BibleTech:2010 Debrief

The BibleTech conference is an annual highlight for those of us who work at the intersection of Bible stuff and technology, and last week’s meeting in San Jose was no exception. This was the third BibleTech — i’ve been fortunate to have attended (and presented at) them all — and there’s always a great mix of new ideas, updates on ongoing projects, and lots of interesting people to talk to. (some other reviews: Rick Brannan, Mike Aubrey, Trey Gourley)

Some of the talks i liked best this year:

  • I was already interested in Pinax before hearing James Tauber’s talk on Using Django and Pinax for Collaborative Linguistics: now i’m itching to get started!
  • Stephen Smith had a nice analysis of the most frequently tweeted Bible passages (though the evidence of vast swaths of Scripture that get very little attention was perhaps a bit depressing).
  • Neil Rees showed Concordance Builder, a program that lets you use a Swahili concordance to bootstrap one for Welsh (or any other pair of languages) with no linguistic knowledge. Building on the Paratext tool, it leverages the verse indexes along with approximate string matching and statistical glossing (technical paper by J D Riding) to produce results that are about 90-95% correct out of the book. This can reduce concordance development to a matter of weeks rather than years.
  • There were several talks related to semantics in addition to mine: Randall Tan talked about more automated methods and fleshed them out relative to the higher-level structure of Galatians, and Andi Wu gave what looked like a really interesting presentation on semantic search based on syntax and cross-language correspondence (alas, i missed it).
  • Weston Ruter talked about APIs they’re developing at OpenScriptures.org (and brought in the Linked Data idea). Logos also unveiled their new API for Biblia.

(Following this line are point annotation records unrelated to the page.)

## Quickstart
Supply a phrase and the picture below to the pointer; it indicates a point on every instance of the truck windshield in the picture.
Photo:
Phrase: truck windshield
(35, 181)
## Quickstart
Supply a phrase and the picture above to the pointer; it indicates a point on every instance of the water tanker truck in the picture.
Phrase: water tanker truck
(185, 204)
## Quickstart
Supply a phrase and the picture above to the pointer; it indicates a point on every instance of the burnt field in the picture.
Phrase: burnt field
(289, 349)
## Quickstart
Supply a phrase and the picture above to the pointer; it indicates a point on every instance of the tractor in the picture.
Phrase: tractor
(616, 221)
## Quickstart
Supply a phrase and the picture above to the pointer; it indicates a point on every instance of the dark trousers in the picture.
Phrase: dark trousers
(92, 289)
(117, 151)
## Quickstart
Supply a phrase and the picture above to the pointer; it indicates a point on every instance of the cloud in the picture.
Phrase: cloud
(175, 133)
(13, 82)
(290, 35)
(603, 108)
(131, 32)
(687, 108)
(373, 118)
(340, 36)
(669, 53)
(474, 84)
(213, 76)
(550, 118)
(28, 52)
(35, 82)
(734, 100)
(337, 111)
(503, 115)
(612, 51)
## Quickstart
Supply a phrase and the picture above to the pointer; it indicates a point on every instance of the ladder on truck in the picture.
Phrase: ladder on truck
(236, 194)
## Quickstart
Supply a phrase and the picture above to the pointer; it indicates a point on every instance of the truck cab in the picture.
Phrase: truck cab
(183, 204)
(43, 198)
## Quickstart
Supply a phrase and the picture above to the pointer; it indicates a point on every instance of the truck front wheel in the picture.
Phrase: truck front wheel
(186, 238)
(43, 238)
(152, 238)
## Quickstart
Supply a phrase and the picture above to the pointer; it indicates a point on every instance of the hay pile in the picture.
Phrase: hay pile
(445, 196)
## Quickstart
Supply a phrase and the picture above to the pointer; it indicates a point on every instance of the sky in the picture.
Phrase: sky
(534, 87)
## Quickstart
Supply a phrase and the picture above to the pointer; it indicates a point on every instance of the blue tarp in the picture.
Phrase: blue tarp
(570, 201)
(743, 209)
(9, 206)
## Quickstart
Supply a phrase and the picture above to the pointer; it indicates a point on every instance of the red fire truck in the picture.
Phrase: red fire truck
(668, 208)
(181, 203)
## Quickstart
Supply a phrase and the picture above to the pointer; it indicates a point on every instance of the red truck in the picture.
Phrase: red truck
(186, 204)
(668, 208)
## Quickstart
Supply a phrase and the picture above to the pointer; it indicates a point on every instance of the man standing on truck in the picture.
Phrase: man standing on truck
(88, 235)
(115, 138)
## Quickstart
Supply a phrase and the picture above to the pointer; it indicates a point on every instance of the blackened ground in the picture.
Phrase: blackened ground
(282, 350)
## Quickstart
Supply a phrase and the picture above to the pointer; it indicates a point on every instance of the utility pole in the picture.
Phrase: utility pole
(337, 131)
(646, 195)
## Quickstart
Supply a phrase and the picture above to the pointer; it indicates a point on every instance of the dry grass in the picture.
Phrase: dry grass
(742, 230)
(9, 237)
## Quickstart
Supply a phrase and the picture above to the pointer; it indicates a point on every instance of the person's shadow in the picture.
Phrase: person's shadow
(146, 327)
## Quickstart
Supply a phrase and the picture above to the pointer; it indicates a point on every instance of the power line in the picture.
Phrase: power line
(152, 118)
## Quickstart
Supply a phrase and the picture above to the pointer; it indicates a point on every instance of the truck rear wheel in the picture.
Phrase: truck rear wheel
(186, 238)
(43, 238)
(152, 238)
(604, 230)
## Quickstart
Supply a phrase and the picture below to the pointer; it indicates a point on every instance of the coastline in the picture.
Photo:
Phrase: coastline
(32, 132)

I felt my talks went well and i got some good feedback. My slides are now posted (if you wrote down URLs at the conference, i didn’t get them quite right 🙁 but here they’re correct):

(As with some previous talks, i did my presentation with Slidy (previous post): i feel like it’s going a little more smoothly each time.)

Ruter: Open Scriptures: Picking up the Mantle of the RE:Greek-Open Source Initiative

The background of this talk: Zack Hubert’s talk from the last BibleTech. Zack developed a very useful web site which ultimately failed because he couldn’t maintain it, and couldn’t get other developers to pitch in and help.

The vision: an open web repository for integrated scriptural data and a platform for building applications of scripture (OpenScriptures.org). What kinds of data? Manuscripts, translations, versification systems, morphosyntactic parsings, user tags/annotations/cross-references. But it takes a lot of effort to get started with all this data, each of which is typically in its own format, and unlinked to other data.

Linked data principles (from timbl):

  • use URIs as names for things
  • use HTTP URIs so that people can look up those names
  • provide useful information behind the URIs
  • and links to other URIs so they can discover more things

“… the more things you have to connect together, the more powerful it is.” Can we connect things together through a unified manuscript that links together semantic units (words, phrases, clauses)?

Manuscript unification: normalize a manuscript (lowercase and remove diacritics: no spelling normalization yet), insert and save links to the unified manuscript. Then for additional manuscripts, normalize, merge links, and save them. Now you’ve got all the attested readings linked together. This unified manuscript now has an automated critical apparatus. [demo here of the manuscript comparator]

Potential applications include:

  • translation comparator (can also help with the versification problem)
  • comprehensive concordance
  • translation-independent cross-references (e.g. NT quotations of the OT)
  • interlinear/bilingual editions

You can automatically link manuscripts in the same language, but not different languages. Use collective intelligence to capture semantic linking between languages. Use the “games with a purpose” (GWAP) approach to gather links.

Copyright is a major challenge: you can’t link texts together if you can’t access them, and you can’t share them if they’re not open. Recently MorphGNT texts have been taken down from several sites because they’re not freely sharable. If the key benefit is connections between data, then data (including texts) should be more valuable if they’re sharable and connected. One solution: an Open Scriptures Platform that connects content owners, developers, and end-users. Passionate developers could build applications based on content licensed to Open Scriptures (as a proxy), and Open Scriptures makes sure than end-users provide revenue to content owners.